Unfortunately, Puget Sound isn’t conducive to saltwater dips. So I had to escape to Hawaii.
And then — after five days of sun and saltwater and pineapple wine (YES! PINEAPPLE WINE! IT’S A THING!) — I flew back to reality.
I took the bus downtown and walked to work and saw that everything was grey. I mean, it’s always been that color, but after drinking in brilliant blue for a week, it came as a shock. And then the list of daily items starts running through your head, everything that should get done, all the worries and preoccupations. Paradise lost, indeed.
One of our first evenings in Hawaii, we went to a luau and ended up having drinks afterwards with the dancers (you know, as one does). We were chatting with a couple of the guys, asking them about life on the islands, how they spend their days.
Said one of the gentlemen: “I swim, surf, play beach volleyball, dance at night… you know, just live my life.”
Oh yes. Why didn’t I ever think of that.
I mean, really, it’s easy to get bitter. For all the dreaming of picking up and moving to a tropical island — for most of us, it’s not feasible (or even really desirable when we take a step back and think about it). And I don’t think that’s the solution anyway. Maybe what we love about paradise — what we crave about it — is the simple idea that invades our brains while we’re there: not everything matters.
Not everything matters. Not everything is a big deal. Do what you love, do what makes you happy, and don’t get caught up in the rest.
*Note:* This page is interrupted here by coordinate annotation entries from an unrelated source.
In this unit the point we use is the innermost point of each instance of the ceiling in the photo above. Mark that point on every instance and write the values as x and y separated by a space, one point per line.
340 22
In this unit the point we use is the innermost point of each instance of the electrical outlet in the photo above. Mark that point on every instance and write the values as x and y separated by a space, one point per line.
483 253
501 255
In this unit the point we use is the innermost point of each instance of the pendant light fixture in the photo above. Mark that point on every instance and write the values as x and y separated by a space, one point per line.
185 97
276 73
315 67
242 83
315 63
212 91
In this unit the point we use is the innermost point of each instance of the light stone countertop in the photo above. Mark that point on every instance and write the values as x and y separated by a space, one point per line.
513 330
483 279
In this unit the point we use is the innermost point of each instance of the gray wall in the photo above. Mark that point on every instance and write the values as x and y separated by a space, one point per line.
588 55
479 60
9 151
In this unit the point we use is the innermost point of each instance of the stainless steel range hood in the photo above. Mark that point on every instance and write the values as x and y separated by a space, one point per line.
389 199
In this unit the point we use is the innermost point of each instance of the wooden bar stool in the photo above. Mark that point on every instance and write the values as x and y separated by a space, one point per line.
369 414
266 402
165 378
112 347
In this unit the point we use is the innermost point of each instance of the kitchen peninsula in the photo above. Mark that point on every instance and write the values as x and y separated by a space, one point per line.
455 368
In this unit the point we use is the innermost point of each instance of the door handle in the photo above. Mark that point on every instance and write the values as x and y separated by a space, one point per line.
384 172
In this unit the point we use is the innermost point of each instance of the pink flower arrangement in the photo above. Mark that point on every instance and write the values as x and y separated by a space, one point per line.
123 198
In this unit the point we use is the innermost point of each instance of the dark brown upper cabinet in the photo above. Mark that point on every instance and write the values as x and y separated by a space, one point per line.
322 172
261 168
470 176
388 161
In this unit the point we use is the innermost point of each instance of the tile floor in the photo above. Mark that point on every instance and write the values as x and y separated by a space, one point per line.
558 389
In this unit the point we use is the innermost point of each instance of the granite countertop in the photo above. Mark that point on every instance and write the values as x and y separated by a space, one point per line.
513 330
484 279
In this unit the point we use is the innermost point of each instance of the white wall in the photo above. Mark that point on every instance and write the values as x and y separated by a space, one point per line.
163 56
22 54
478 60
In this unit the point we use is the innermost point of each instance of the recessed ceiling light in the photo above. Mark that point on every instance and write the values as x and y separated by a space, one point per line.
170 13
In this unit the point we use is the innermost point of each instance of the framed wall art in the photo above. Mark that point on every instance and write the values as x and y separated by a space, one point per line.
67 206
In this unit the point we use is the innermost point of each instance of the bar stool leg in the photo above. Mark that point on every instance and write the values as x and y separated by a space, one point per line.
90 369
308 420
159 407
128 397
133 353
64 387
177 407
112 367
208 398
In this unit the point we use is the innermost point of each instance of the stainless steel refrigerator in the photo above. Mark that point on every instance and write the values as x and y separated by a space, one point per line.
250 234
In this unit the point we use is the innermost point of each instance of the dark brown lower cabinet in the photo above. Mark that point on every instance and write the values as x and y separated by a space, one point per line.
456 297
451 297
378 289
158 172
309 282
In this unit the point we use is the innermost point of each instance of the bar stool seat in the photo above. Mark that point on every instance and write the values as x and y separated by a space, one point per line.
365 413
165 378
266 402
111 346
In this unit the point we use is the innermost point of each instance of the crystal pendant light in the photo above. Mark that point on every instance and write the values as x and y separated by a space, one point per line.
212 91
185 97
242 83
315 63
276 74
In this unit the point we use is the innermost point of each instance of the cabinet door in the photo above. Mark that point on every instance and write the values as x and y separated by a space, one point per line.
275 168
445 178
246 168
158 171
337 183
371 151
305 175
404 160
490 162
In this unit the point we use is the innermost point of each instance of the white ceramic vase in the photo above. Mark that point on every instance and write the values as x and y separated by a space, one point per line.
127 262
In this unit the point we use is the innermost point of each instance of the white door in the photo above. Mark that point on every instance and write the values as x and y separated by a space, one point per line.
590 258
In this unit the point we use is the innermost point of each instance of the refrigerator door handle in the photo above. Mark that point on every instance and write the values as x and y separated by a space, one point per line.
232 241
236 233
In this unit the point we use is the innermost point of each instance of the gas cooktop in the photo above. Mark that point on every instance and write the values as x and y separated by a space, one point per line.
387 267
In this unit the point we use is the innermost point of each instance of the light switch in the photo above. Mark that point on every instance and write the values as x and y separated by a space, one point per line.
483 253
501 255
We saw dolphins leap with what could only be described as joy. We saw humpback whales breach. A sea turtle and I regarded one another quietly under the waves. And it all makes you feel… well, small. Remarkably unnoticed. But it’s not a bad thing. It reaffirms the fact that you’re a small piece of a big world, something more vast and complex than you could ever imagine.
You never want to board that plane. But the dream always ends and we wake up to reality. And you know what? Reality is ok, too. Last night I sat in the backyard and read a beer* and watched the evening sun play on the hawthorn tree. Find the things you love, and let the rest go.